Crowley hesitated. “Yeah,” he said.

“Bloody ancient bird, then.”

“Okay. And every thousand years this bird flies-”

“-limps-”

“-flies all the way to this mountain and sharpens its beak-”

“Hold on. You can’t do that. Between here and the end of the universe there’s loads of-” The angel waved a hand expansively, if a little unsteadily. “Loads of buggerall, dear boy.”

“But it gets there anyway,” Crowley persevered.

“How?”

“It doesn’t matter!”

“It could use a space ship,” said the angel.

Crowley subsided a bit. “Yeah,” he said. “If you like. Anyway, this bird-”
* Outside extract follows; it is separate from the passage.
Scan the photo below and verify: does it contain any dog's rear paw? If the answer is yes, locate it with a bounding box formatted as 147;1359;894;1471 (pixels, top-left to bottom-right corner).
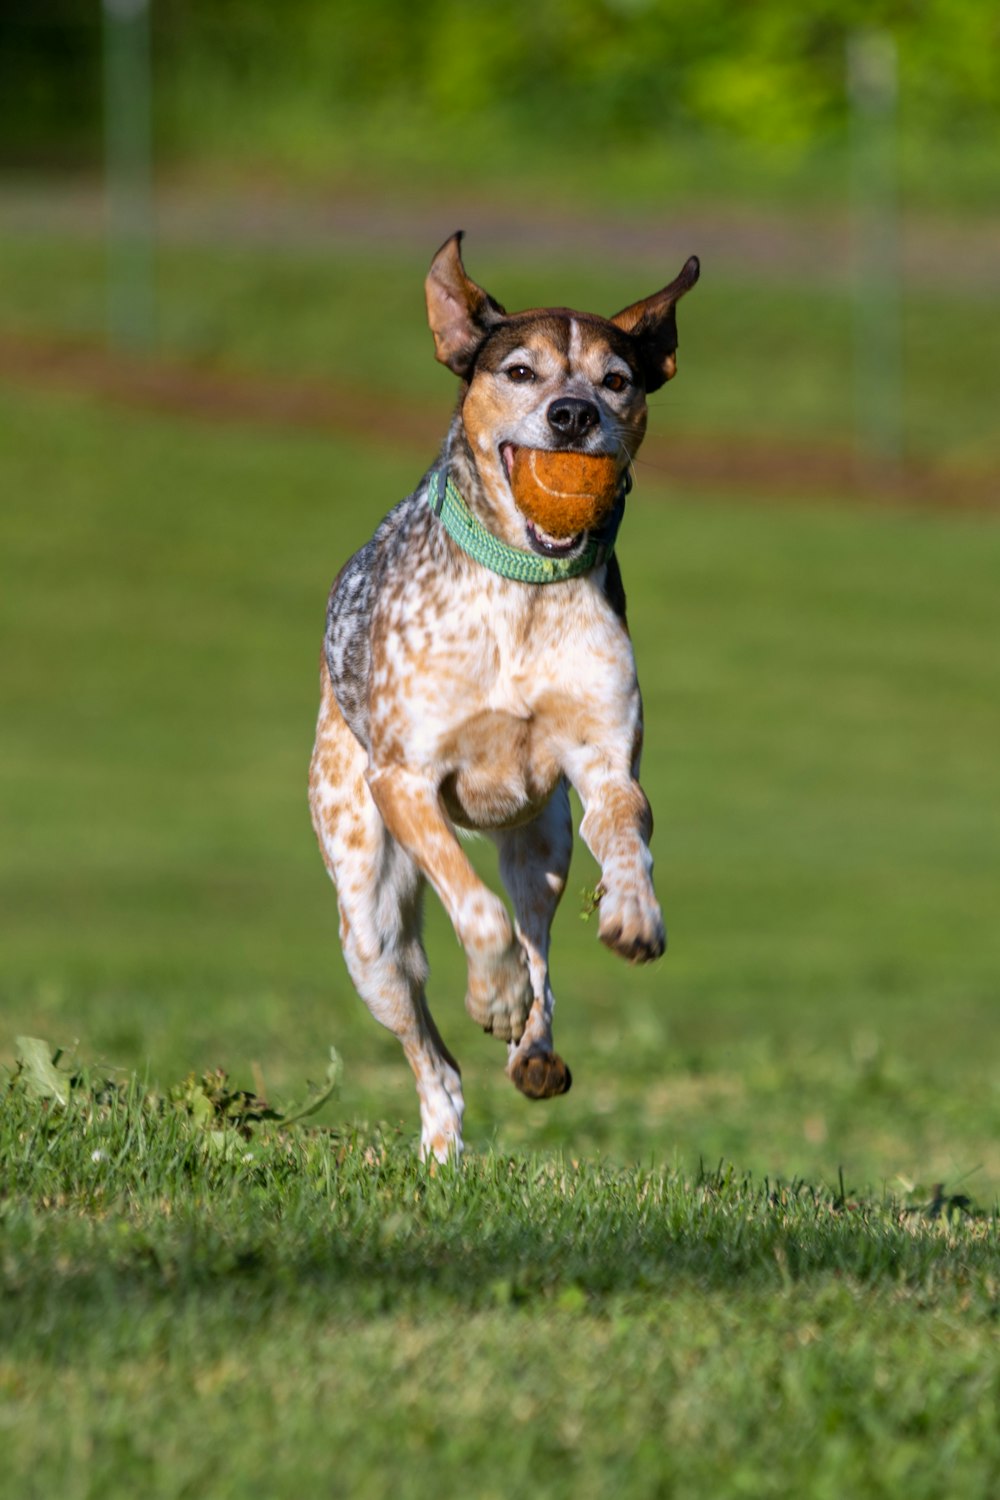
509;1049;573;1100
465;939;532;1042
598;888;666;964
“Only it is the end of the universe we’re talking about,” said Aziraphale. “So it’d have to be one of those space ships where your descendants are the ones who get out at the other end. You have to tell your descendants, you say, When you get to the Mountain, you’ve got to-” He hesitated. “What have
they got to do?”

“Sharpen its beak on the mountain,” said Crowley. “And then it flies back-”

“-in the space ship-”

“And after a thousand years it goes and does it all again,” said Crowley quickly.

There was a moment of drunken silence.

“Seems a lot of effort just to sharpen a beak,” mused Aziraphale.

“Listen,” said Crowley urgently, “the point is that when the bird has worn the mountain down to nothing, right, then-”

Aziraphale opened his mouth. Crowley just knew he was going to make some point about the relative hardness of birds’ beaks and granite mountains, and plunged on quickly.

“-then you still won’t have finished watching The Sound of Music.”

Aziraphale froze.

“And you’ll enjoy it,” Crowley said relentlessly. “You really will.”

“My dear boy-”

“You won’t have a choice.”

“Listen-”

“Heaven has no taste.”

“Now-”

“And not one single sushi restaurant.”

A look of pain crossed the angel’s suddenly very serious face.”